IN52A-01
DREAM: Distributed Resources for the Earth System Grid Federation (ESGF) Advanced Management

Friday, 18 December 2015: 10:20
2020 (Moscone West)
Dean Norman Williams, Lawrence Livermore National Laboratory, Livermore, CA, United States and Earth System Grid Federation
Abstract:
The data associated with climate research is often generated, accessed, stored, and analyzed on a mix of unique platforms. The volume, variety, velocity, and veracity of this data creates unique challenges as climate research attempts to move beyond stand-alone platforms to a system that truly integrates dispersed resources. Today, sharing data across multiple facilities is often a challenge due to the large variance in supporting infrastructures. This results in data being accessed and downloaded many times, which requires significant amounts of resources, places a heavy analytic development burden on the end users, and mismanaged resources.

Working across U.S. federal agencies, international agencies, and multiple worldwide data centers, and spanning seven international network organizations, the Earth System Grid Federation (ESGF) has begun to solve this problem.

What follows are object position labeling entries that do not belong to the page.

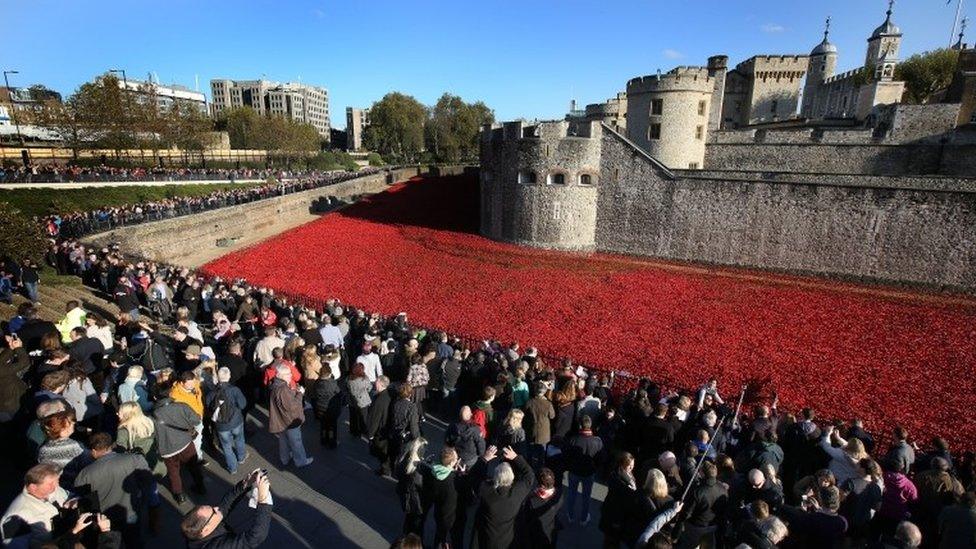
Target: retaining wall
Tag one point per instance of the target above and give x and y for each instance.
(196, 239)
(915, 236)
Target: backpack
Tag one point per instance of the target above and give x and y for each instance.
(480, 418)
(221, 409)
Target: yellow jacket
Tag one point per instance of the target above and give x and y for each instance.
(72, 319)
(194, 400)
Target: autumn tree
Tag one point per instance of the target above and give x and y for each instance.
(926, 73)
(452, 130)
(396, 128)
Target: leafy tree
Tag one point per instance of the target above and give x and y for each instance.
(926, 73)
(21, 237)
(375, 159)
(396, 127)
(452, 131)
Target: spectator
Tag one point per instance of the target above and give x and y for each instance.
(204, 527)
(327, 400)
(133, 388)
(176, 425)
(705, 508)
(286, 414)
(582, 452)
(817, 523)
(376, 425)
(59, 449)
(500, 499)
(619, 503)
(359, 400)
(957, 523)
(136, 435)
(410, 486)
(465, 437)
(225, 408)
(440, 492)
(31, 515)
(901, 451)
(539, 413)
(541, 514)
(122, 483)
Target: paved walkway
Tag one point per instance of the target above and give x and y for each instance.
(338, 501)
(90, 184)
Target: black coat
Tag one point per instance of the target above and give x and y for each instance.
(707, 503)
(616, 514)
(88, 352)
(404, 420)
(32, 331)
(494, 521)
(379, 412)
(442, 495)
(466, 440)
(327, 397)
(540, 520)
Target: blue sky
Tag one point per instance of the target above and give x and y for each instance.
(524, 58)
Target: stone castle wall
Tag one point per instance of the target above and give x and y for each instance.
(906, 235)
(957, 159)
(196, 239)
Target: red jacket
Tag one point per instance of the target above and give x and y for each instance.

Its architecture employs a system of geographically distributed peer nodes that are independently administered yet united by common federation protocols and application programming interfaces. However, significant challenges remain, including workflow provenance, modular and flexible deployment, scalability of a diverse set of computational resources, and more.

Expanding on the existing ESGF, the Distributed Resources for the Earth System Grid Federation Advanced Management (DREAM) will ensure that the access, storage, movement, and analysis of the large quantities of data that are processed and produced by diverse science projects can be dynamically distributed with proper resource management. This system will enable data from an infinite number of diverse sources to be organized and accessed from anywhere on any device (including mobile platforms). The approach offers a powerful roadmap for the creation and integration of a unified knowledge base of an entire ecosystem, including its many geophysical, geographical, social, political, agricultural, energy, transportation, and cyber aspects. The resulting aggregation of data combined with analytics services has the potential to generate an informational universe and knowledge system of unprecedented size and value to the scientific community, downstream applications, decision makers, and the public.